Ancak, orada söylemek istersek gelip orada orduyla ilgili bir sorun varsa biraz daha açalım. Orada Genelkurmay Başkanlığı bugün Bigalı köyü de dâhil olmak üzere bir sürü köye kendisi bizzat düzenlemeler yapmıştır. 1973'te çıkan o günkü yasa, kırk bir yıl önceki yasada da o günkü hâliyle yer almış, 2000'de çıkan yasalar da bugüne kadar getirilmiş ve şimdi yeni düzenlemeler yapıyor. O zaman Kültür Bakanlığı, Orman ve Savunma bakanlıkları, Genelkurmay hepsi 1970'den önce de oraya yatırım yapmıştır, halkın ayni yardımları da oraya toplanan paralarla yardım yapmıştır ama bir devri karalayarak sadece "Biz on iki yılda yatırım yapmak..." hiç doğru değildir. Özellikle bunu da öğretmek istiyorum. Özellikle de Sayın Bakanıma da buradan bir düzeltme yapmak istiyorum. "Millî" kelimesini çok güzel anlattınız ve söylemeye, vurgulamaya çalıştınız ancak niye tasarının başına "Millî" kelimesini koymuyorsunuz? Niye çekiniyorsunuz? Az önce "Bu bizim değerlerimizle, yargımızla farklı, eşleşmiyor. Onun için biz, millî olan bu duygularımızı paylaşan bu millî değerlerimizi burada kaldıramayız. Sadece barış olarak bakamayız." diyorsunuz ama getirdiğiniz bakanlığın tasarısında "millî" kelimesini başına koyamıyorsunuz. Ama Türkiye Cumhuriyetinin TC'sini, millî olan değerleri, millî olan bütün her şeyi yok etmeye çalıştığınız gibi bu kanun tasarısında da verilecek cevap size "millî" kelimesini ortadan kaldırmaktır.
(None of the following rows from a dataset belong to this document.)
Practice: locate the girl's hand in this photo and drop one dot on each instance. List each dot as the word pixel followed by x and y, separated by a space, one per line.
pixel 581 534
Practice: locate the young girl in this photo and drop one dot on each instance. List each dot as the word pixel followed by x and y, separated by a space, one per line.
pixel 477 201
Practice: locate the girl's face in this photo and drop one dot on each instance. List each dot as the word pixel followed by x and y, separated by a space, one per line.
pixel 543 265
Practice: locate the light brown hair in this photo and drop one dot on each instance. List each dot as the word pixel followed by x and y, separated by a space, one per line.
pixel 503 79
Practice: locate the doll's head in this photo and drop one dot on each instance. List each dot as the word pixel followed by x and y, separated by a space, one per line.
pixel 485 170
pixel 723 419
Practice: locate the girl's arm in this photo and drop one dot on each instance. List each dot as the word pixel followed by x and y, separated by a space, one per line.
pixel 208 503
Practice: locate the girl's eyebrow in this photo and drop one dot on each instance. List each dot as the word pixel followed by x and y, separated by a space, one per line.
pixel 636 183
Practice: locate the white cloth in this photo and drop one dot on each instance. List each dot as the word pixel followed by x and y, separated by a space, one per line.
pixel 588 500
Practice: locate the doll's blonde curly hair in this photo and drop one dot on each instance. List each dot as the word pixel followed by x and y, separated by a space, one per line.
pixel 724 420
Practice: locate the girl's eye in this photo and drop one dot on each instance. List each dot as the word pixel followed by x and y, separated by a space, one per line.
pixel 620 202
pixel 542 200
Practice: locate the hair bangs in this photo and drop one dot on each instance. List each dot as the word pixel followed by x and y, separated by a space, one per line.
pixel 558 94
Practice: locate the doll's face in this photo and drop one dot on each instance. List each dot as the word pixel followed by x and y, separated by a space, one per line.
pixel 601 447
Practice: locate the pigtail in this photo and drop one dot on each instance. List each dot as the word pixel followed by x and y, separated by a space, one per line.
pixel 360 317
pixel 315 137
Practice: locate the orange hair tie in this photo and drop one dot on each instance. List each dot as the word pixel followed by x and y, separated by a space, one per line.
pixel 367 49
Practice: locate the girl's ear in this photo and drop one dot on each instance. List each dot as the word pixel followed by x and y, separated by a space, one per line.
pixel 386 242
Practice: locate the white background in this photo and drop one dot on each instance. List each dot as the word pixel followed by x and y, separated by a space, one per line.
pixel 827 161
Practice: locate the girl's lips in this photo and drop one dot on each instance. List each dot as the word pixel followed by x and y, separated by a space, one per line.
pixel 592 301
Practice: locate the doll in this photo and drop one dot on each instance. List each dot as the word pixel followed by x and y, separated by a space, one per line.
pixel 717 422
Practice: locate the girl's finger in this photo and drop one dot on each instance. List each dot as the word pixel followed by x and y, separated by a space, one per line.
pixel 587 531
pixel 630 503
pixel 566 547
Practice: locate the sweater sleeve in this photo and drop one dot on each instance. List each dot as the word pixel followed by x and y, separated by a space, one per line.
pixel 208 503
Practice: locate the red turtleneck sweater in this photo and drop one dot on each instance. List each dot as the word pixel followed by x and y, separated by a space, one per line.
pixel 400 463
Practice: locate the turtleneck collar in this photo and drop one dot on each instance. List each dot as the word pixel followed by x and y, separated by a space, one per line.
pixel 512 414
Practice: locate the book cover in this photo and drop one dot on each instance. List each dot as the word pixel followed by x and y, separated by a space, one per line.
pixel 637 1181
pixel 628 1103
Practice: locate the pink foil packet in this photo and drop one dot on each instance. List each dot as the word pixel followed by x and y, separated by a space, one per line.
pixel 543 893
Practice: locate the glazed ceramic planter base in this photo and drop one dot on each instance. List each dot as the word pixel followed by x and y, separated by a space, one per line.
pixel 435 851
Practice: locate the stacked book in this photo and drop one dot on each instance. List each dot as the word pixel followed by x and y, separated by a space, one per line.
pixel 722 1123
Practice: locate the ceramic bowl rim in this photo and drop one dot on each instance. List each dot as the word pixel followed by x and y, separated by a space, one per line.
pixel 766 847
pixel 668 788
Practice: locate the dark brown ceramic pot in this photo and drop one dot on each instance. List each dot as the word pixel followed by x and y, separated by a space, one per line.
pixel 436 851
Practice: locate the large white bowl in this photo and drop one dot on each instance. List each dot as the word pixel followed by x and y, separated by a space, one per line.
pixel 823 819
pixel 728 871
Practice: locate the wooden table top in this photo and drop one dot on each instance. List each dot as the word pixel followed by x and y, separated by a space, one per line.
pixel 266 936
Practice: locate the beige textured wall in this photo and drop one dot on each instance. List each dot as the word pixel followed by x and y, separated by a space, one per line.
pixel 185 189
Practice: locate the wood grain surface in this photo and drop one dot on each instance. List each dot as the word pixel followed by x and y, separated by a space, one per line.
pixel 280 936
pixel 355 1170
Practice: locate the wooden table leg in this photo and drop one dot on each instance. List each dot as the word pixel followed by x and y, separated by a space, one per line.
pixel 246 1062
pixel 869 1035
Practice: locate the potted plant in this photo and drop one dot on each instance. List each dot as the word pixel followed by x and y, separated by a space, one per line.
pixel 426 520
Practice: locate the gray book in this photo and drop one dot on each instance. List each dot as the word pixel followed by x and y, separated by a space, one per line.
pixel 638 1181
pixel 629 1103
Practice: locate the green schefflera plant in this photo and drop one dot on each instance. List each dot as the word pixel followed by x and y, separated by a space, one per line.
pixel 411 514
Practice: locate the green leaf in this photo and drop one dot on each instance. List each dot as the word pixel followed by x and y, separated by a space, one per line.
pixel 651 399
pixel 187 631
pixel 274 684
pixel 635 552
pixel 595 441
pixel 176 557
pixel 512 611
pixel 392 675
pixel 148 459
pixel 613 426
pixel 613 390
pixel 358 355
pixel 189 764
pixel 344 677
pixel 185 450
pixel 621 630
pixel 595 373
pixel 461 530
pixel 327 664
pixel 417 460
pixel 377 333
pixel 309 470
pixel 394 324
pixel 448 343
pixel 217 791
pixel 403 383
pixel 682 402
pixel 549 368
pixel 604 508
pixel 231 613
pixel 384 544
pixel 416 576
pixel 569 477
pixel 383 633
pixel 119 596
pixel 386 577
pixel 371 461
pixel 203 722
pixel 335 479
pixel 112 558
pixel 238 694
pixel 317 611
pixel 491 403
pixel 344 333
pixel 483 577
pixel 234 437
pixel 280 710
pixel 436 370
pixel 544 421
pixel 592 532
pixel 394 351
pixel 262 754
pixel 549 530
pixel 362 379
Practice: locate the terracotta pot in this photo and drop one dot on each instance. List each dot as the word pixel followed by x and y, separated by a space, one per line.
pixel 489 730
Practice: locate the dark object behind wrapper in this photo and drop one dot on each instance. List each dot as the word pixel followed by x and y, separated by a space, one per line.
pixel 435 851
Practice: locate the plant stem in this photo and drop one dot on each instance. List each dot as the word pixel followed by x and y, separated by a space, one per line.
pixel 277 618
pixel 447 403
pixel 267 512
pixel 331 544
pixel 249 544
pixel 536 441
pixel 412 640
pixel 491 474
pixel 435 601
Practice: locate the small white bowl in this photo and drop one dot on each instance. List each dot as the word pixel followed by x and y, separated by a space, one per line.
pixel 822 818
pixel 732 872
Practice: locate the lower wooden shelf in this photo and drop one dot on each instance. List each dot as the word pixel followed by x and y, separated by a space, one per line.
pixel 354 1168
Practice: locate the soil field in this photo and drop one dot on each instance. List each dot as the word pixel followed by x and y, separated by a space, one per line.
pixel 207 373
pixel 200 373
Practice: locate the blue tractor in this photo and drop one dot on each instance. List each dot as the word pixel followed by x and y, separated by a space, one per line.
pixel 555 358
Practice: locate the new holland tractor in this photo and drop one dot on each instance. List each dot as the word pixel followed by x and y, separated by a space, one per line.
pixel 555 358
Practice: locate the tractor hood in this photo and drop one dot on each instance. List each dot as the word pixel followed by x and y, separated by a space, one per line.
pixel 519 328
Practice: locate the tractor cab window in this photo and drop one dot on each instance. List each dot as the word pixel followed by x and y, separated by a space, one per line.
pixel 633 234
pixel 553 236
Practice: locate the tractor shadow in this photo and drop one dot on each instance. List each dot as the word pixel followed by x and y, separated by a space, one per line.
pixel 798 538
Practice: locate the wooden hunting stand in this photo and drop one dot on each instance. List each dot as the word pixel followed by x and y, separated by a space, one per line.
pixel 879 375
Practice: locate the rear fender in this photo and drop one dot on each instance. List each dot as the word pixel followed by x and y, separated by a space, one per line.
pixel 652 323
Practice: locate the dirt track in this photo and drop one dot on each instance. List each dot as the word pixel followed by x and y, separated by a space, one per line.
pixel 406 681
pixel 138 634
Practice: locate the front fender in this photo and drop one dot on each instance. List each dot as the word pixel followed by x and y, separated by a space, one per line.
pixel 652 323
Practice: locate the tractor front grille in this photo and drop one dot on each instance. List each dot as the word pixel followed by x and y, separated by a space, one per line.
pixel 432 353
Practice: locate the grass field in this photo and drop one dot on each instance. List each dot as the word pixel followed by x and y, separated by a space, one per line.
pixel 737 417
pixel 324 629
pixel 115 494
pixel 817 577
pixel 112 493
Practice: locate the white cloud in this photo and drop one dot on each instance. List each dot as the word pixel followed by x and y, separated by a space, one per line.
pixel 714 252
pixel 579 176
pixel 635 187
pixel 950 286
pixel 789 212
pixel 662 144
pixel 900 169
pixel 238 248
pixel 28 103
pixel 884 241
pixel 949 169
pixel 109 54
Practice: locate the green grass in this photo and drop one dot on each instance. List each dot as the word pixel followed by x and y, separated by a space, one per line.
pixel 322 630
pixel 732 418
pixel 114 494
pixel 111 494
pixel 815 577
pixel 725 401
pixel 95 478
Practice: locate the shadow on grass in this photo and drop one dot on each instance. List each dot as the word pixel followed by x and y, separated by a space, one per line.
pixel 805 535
RECEP ÖZEL (Isparta) - Öyle bir şey yok.
ALİ SARIBAŞ (Devamla) - Öyle, evet, kendisi söyledi, ben söylemedim.
RECEP ÖZEL (Isparta) - Bu kanunun ruhunda millilik var.
ALİ SARIBAŞ (Devamla) - Arkadaşım, okursan... Deminden beri bütün önergelere bir bakın. Burada konuşmacıları da hiç dinlememişsiniz. Siz akşamdan beri sadece parmak kaldırıyorsunuz. Burada muhalefetin verdiği bütün konuşmaları dinlemediğinize de emin oldum.
RECEP ÖZEL (Isparta) - Dinliyoruz işte.
ALİ SARIBAŞ (Devamla) - Yani onun için bu millî ruhunuz bu kadar iyiydi de niye tasarıdan "millî" kelimesini kaldırıyorsunuz? Millî parklar vardı. "Millî" kelimesini niçin kaldırıyorsunuz Sayın Bakan? O zaman bunun cevabını vereceksiniz. Diyorsunuz ki: "Barışın karşılığındaki kelimenin burada oturduğunu kabul etmiyoruz. Onun sonucunda..."
Bir düzeltme daha yapıyorum Sayın Bakan. "Biz, buraya, uluslararası törenlerde bundan sonra çağıracağız." Bugüne kadar uluslararası Çanakkale 18 Mart törenlerine siz de çağırdınız, bundan önceki kutlamalardaki hükûmetler de çağırdı. Niye böyle kelime oyunları yapmaya çalışıyoruz ki? Bunları düzeltme gereği hissettiğim için söylüyorum.
Gelelim asıl konuya. Bir konuda... Yerel yönetimlerle ilgili ayağını da hemen söylemeye çalışıyorum. Burada düzeltilmesi gereken konu şu: Gerçekleşen reel gelirler üzerinden pay almak istiyorsanız gerçekleşen reel gelirler üzerinden bütçeye pay koymalısınız. Doğru olan budur. Yani burada "en az" kelimesi de doğru değildir, net koymalısınız. Bunu da özellikle söylemek istiyorum. Hem diyeceksiniz ki: "Yerel anlayışı sokmak istemiyoruz." ve sonuçta zorla bunu kabul ettirerek alt komisyonda koydunuz, şimdi de buradan para alma konusunda da istekli olmaya devam ediyorsunuz. Bu bir çelişkidir. Onun için, orada, yerel ayağı olmayan, katılımcı olmayan, kontrolü olmayan bir yasanın yürütülmesi mümkün değildir.